Re-reading long after I left the age…………………
I read ‘Catcher’ for the first time when I was in my teens, and believe I may have read it again around 5 years later. It seemed interesting to try in again long after that time when the rapid hormonal changes are putting you through extreme autonomic nervous system hyper-arousal – fight, flight, dissociation and ‘whatever’ freeze
And what a very different (though enormously enjoyable) experience it has been, leading me to reflect much more on the writing than I ever did. When I read it, it was long before it was deemed necessary to get teens into reading by ‘books aimed at teenagers’ We were reading classics in school, dealing with adult themes, and expected to read them in an adult and sophisticated way (admittedly, my education was geared towards pushing us all into academia, so we were expected to pull ourselves upwards from an initial place of interest and enthusiasm)
Now, I gather that because this is about a teenager, written first person, it is deemed to be fit to ‘encourage’ reluctant readers – I think it’s absolutely the wrong book to be forced to approach in a lit-crit way, at the time when your relationship with it might be purely emotional identification – or, it might be too uncomfortable to observe, up close and personal your own psychology when in the middle of it. Not to mention the fact that some of the language will feel very dated – I wonder how books written by adults with a teen narrator will fare in 50 odd years’ time (Catcher was published originally in 1945. And, no, that’s not when I first read it!) I suspect the endless like, like, whatever dialogue – if the author really attempts to pin down current youth buzz-speak, will make for throw-the-book-against-the-wall annoyance. Salinger is pretty sparing of his I assume 1945 young-slang but I suspect it might distance a teen reader, as it will make it feel dated.
I think in many ways it is an ‘emotion recollected in tranquillity’ read, and far more interesting for an (ahem) mature reader. I really appreciated this time round, Salinger’s skill.
Firstly, that first-person narrative. Perhaps of late this has been overdone. I know a lot of readers dislike it intensely and find it false. When appropriate (like any stylistic choice) it works brilliantly. And this is, for sure, appropriate.
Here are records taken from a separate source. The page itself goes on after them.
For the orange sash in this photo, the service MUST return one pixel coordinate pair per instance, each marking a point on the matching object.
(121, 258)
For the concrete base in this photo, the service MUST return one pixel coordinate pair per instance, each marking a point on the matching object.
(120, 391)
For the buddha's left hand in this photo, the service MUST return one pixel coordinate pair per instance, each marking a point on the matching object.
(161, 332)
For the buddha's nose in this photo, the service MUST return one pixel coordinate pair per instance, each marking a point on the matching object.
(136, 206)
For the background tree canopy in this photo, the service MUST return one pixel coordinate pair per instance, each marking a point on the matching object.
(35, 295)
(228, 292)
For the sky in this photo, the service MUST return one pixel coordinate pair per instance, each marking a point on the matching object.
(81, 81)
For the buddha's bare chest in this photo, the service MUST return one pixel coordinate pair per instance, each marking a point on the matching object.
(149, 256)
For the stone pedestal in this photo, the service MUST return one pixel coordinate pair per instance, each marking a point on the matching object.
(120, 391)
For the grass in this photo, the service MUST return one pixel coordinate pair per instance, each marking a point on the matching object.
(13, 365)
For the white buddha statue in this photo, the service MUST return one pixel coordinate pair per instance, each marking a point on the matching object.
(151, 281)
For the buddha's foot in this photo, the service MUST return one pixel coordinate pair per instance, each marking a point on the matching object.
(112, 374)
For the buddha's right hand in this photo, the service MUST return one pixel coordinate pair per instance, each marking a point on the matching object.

Had Salinger decided on the narrator as third person god approach, the wonderful mismatch between the dismissive ‘whatever’ thoughts of Holden Caulfield and his tenderness, how much vulnerability of any kind ‘kills’ him, be it impoverished nuns with straw baskets or what happens to the ducks in Central Park in the winter. The swiftness of his movement from prickliness to vulnerability and compassion and back again is beautifully done, and very truthful.
In many ways, for those unfamiliar with the book, not a lot (externally) happens. Intelligent, sensitive, prickly-as-a-succulent-cactus Holden Caulfield, second son of an eccentric, gifted, clearly damaged, family. The third child died young, of leukaemia, before the start of the novel, and the shock-waves have hit everyone hard. Holden himself is at that stage where he is most unforgiving of everyone around him BECAUSE he is so vulnerable to their vulnerabilities – prickle is a defence against pain. He has just been expelled from his latest expensive school. He is a youngster with an attitude, self-destructive, wasting of his talents without being able to see quite why that might matter. The ‘story’ of the book is the three or four days between the expulsion and when his family would expect him home for the normal term end. Holden is looking back at that period, from a time some months in the near future, and he is telling his story possibly to us, but maybe to someone else – who that might be is suggested, quite early on.
He does his best to put his listener or his reader off wanting to know more, but, as he is both wittingly and unwittingly quirky and amusing, no doubt the reader, or the listener, will stay involved for the ride
If you really want to hear about it, the first thing you’ll probably want to know is where I was born, and what my lousy childhood was like, and how my parents were occupied and all before they had me, and all that David Copperfield kind of crap, but I don’t feel like going into it, if you want to know the truth. In the first place that stuff bores me, and in the second place, my parents would have about two hemorrhages apiece if I told anything pretty personal about them. They’re quite touchy about anything like that, especially my father. They’re nice and all – I’m not saying that – but they’re also as touchy as hell.
The push-away, draw-in, sullen whateverness of this complex teen – not to mention teen-age itself makes for a read which is moving, funny – and deservedly has become an iconic book. Probably as much for those looking back through the mists of time feeling relief they are far away from its giddy heights and treacherous plummets.